Deux sociologues se sont entretenues avec des salariés de la coiffure, du BTP et de la restauration, ainsi qu’avec leurs patrons. Leur recherche qualitative confirme combien l’ambiance du collectif de travail peut masquer de réelles difficultés de santé au sein des très petites entreprises.
M oins de maladies professionnelles et moins d’arrêts de travail déclarés, les salariés des très petites entreprises seraient-ils vraiment en meilleure santé que les autres ? Deux sociologues, Fanny Darbus et Émilie Legrand, se penchent sur la question. Dans Santé et travail dans les TPE, s’arranger avec la santé, bricoler avec les risques, elles ont mené l’enquête auprès des secteurs de la coiffure, de la restauration et du bâtiment, qui emploient environ un tiers des salariés des TPE et exposent fortement aux risques professionnels et à la pénibilité.
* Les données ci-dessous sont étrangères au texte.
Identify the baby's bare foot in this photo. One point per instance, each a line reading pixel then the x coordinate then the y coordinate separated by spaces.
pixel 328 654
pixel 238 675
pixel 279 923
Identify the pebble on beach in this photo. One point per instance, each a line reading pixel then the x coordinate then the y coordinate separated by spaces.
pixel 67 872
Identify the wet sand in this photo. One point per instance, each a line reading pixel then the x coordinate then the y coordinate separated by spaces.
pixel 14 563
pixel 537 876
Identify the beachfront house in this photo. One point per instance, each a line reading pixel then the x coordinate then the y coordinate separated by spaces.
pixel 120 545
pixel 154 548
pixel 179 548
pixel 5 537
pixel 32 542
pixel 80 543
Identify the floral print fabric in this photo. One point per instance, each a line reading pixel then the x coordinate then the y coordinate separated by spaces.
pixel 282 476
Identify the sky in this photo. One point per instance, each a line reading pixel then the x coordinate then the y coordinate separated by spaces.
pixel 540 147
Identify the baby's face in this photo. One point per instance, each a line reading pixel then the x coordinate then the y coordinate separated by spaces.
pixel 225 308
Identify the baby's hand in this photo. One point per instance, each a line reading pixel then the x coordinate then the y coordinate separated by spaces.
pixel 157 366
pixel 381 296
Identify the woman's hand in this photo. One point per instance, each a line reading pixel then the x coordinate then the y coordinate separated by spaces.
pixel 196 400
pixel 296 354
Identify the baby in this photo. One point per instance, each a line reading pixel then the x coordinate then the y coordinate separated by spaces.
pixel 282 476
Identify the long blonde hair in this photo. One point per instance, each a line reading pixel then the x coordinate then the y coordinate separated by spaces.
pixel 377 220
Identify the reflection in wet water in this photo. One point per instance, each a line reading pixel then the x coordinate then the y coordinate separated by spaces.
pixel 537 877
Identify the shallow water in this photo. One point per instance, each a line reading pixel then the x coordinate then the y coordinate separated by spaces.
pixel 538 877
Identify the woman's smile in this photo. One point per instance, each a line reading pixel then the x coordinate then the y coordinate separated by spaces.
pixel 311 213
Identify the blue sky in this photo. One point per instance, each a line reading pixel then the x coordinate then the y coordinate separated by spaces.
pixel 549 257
Leur enquête de terrain, financée par le ministère de l’Emploi et du Travail, a été menée en 2018 et 2019 via trente études de cas d’entreprises installées dans des grandes villes. Elles ont mené quatre-vingt-sept entretiens semi-directifs avec des patrons et avec des salariés.
On ne se plaint pas, on minimise
Leur recherche met en évidence des situations de santé plus dégradées que ce que montrent les enquêtes statistiques, en particulier concernant les accidents du travail, les maladies professionnelles ou les arrêts de travail simples. Les troubles sont souvent banalisés du fait de la quotidienneté des douleurs et acceptés comme faisant partie du métier. Et dans les TPE, on ne se plaint pas, on minimise, parce que la sortie du métier n’est pas envisageable ou pas envisagée, mais aussi parce qu’au sein du collectif de travail la moindre absence peut pénaliser tout le monde. Aussi, plus les salariés se sentent bien dans l’environnement de travail, plus ils prennent sur eux. Tout se passe comme si la bonne ambiance pouvait constituer un antalgique face aux difficultés du travail et aux maux dont les corps sont affectés. Des situations qui soulignent toute la nécessité de construire dans ces TPE une présence syndicale, afin d’apporter à ces salariés le soutien nécessaire et d’œuvrer pour la défense de leurs droits. Celui de pouvoir préserver leur santé notamment.